Neil you crack me up.   :rofl:  I'll make sure to solder everything.   :icon_smile_big:

Myk I bought a repro bh connector, same deal.  I couldn't really find anything better out there and since the high load has been removed, the plastic connector should work just fine.  Mine was not burnt anywhere but someone had already drilled through the connector in a few places and did a very poor job so instead of trying to fix it I just tossed it and got another.  One of the clamp connectors was starting to crack as well.  Luckily the previous owner covered the inside with dielectric grease as if he had to get rid of the stuff so the actual packard terminals were pretty damn clean!   :2thumbs:

fy469rtse I have a lot more wiring going on than I let on.   :icon_smile_big: 

I have a 6 gauge cable going from the alternator to the starter relay.  Another 6 gauge cable continues from the starter relay and goes to an 80 amp ANL fuse mounted under the battery tray.  The positive battery cable is now a 2 gauge cable that has a short 6 gauge cable added to the terminal that runs to the other side of the ANL fuse.  On that end of the fuse, a 10 gauge wire splits of and feeds the self resetting 30 amp circuit breaker mounted on the cowl.  The other side of the breaker has two wires feeding the relays for the headlight mod.

I think that as long as I splice those 5 ignition wires properly and use the correct gauge, this car will be a whole lot safer on the electrical  level.
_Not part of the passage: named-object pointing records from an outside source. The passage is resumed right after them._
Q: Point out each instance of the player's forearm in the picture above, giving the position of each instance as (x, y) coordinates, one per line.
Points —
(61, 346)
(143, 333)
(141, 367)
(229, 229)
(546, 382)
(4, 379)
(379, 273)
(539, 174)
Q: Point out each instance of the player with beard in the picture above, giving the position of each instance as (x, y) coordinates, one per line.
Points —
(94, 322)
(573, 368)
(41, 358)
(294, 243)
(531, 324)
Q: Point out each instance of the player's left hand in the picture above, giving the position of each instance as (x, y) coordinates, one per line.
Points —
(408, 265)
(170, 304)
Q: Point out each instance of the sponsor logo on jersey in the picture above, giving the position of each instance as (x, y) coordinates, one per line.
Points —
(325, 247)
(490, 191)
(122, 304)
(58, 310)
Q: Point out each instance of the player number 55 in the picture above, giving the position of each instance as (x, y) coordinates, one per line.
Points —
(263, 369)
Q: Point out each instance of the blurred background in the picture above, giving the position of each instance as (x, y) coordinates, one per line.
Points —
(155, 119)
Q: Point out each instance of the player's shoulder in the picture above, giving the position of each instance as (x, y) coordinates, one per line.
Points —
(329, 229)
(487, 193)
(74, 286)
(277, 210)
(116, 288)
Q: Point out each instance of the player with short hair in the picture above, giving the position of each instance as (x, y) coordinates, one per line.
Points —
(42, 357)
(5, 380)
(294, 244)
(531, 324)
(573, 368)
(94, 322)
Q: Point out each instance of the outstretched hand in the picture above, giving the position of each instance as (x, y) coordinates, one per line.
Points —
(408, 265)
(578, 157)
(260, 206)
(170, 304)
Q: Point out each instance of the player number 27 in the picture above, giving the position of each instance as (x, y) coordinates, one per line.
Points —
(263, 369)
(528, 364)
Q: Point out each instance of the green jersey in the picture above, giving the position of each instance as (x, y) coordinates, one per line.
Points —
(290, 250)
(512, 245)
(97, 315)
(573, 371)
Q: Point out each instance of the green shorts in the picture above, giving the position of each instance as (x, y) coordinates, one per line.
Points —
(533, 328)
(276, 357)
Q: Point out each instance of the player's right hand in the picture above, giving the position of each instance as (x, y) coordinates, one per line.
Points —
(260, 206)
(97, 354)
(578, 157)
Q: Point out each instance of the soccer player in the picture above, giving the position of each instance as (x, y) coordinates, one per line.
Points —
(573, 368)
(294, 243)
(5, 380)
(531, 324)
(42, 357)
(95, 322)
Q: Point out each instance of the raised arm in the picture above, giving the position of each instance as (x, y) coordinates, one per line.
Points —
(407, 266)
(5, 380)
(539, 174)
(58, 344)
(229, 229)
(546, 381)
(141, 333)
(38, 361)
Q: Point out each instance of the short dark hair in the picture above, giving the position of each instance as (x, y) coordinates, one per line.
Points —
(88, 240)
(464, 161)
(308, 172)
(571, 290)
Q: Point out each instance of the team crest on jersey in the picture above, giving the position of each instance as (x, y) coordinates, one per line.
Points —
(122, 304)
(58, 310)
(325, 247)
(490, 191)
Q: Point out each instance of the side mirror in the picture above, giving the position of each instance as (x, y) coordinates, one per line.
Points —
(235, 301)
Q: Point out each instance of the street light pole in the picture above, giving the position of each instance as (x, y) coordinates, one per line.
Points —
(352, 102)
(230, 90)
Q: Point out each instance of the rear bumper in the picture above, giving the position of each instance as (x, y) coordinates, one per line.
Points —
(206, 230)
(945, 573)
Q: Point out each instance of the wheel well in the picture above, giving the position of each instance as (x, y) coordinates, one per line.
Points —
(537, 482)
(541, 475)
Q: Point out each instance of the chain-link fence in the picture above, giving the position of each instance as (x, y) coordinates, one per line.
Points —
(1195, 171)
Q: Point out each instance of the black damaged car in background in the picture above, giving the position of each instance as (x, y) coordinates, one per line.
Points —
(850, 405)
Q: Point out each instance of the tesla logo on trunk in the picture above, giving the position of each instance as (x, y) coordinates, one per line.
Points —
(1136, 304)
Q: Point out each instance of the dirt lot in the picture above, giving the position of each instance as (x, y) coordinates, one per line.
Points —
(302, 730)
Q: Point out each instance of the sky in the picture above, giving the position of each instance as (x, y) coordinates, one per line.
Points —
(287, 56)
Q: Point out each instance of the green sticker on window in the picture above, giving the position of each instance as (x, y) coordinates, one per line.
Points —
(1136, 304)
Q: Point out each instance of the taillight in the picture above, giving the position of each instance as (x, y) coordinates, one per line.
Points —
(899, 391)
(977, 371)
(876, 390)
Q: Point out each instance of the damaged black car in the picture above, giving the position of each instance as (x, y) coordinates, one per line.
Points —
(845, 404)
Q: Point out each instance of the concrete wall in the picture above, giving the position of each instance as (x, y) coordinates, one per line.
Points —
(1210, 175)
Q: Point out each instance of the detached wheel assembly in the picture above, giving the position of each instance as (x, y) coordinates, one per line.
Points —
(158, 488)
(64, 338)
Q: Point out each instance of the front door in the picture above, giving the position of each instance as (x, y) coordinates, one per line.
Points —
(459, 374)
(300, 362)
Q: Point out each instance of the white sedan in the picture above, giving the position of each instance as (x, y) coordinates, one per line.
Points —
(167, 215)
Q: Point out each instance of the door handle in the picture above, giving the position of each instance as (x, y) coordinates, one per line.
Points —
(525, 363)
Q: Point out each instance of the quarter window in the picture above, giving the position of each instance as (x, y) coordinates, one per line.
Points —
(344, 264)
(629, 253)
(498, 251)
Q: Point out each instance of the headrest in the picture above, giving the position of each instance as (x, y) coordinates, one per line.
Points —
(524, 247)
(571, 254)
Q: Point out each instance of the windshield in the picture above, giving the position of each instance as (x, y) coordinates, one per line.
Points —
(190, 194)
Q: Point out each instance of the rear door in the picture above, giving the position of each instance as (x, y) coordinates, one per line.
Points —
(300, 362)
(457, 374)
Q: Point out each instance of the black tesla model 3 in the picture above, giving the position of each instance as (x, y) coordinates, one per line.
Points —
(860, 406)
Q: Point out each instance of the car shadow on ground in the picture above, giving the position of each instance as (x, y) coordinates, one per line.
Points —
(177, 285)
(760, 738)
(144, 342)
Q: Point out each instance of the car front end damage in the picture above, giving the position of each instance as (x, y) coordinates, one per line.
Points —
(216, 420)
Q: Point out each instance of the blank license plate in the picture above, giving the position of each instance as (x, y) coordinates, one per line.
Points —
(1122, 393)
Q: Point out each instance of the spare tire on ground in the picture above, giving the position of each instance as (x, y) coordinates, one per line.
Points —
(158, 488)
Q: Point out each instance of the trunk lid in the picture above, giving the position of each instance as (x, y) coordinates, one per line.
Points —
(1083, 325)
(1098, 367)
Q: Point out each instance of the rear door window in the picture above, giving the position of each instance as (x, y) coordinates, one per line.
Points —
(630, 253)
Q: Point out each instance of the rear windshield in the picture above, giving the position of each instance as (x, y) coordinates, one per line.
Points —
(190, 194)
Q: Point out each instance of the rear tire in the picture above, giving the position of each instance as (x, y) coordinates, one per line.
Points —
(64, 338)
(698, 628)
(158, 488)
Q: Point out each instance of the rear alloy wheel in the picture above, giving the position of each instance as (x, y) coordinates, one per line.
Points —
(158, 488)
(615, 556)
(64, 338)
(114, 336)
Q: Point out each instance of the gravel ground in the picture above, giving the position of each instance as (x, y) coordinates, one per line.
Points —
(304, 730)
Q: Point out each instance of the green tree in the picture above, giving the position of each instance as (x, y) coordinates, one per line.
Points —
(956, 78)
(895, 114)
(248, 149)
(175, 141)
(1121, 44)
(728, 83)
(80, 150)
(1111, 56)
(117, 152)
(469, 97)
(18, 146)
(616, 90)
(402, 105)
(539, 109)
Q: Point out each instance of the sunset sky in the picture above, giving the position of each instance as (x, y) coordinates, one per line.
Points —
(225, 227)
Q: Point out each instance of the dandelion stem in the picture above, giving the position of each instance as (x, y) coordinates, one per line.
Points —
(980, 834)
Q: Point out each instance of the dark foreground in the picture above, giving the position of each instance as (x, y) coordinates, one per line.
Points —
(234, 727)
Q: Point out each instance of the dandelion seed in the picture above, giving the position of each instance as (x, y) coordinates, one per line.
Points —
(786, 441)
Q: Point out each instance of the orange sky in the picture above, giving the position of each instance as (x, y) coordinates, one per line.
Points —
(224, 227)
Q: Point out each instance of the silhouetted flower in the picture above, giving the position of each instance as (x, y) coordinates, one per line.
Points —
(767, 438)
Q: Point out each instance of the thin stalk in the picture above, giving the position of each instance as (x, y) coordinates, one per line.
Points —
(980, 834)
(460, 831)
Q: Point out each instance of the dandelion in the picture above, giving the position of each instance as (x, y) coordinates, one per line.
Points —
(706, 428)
The red and black ammeter wires are also spliced by the way.  I would like to swap my ammeter for a volt meter but for the time being, I don't care if I leave it as is.  The ammeter needle always stays in the middle so at least it'll look like it works.   :icon_smile_big:
Extraordinary claims require extraordinary evidence.

flyinlow

Dino,

I spiced the blue and brown together for a MSD . It does not back feed the starter relay and try to crank the starter in run. Not sure why it doesn't. The starter relay dose have it own wire back to the switch.  :shruggy:

I would suggest any large conductors you add (like that #6 ) be double insulated with wire sheathing or convoluted tubing.  You can weld with a battery and #6 cables.   :Twocents:

Craig


Dino

Quote from: flyinlow on November 06, 2013, 09:16:01 PM
Dino,

I spiced the blue and brown together for a MSD . It does not back feed the starter relay and try to crank the starter in run. Not sure why it doesn't. The starter relay dose have it own wire back to the switch.  :shruggy:

I would suggest any large conductors you add (like that #6 ) be double insulated with wire sheathing or convoluted tubing.  You can weld with a battery and #6 cables.   :Twocents:

Craig



I'm still unclear on how this constant/keyed 12v works but as long as it works I won't complain!   :icon_smile_big:

I never thought about the bigger cables being a risk like that, thanks for the warning!  My plan at this time is laying out all the wiring and using a bit of cloth tape here and there just to keep it bundled.  Once I know how I want it I would likely get that classic braided loom from Painless Wiring.  You suggest I wrap the 6 gauge cables separate before I stick it in the loom with the stock wiring?  I suppose I can get the smallest loom just for the 6 gauge cables and then add that to the bigger loom with the rest.  Would that suffice?  Or I can simply stick all but the red 6 gauge cables in the loom.  That'll separate it as well.
Extraordinary claims require extraordinary evidence.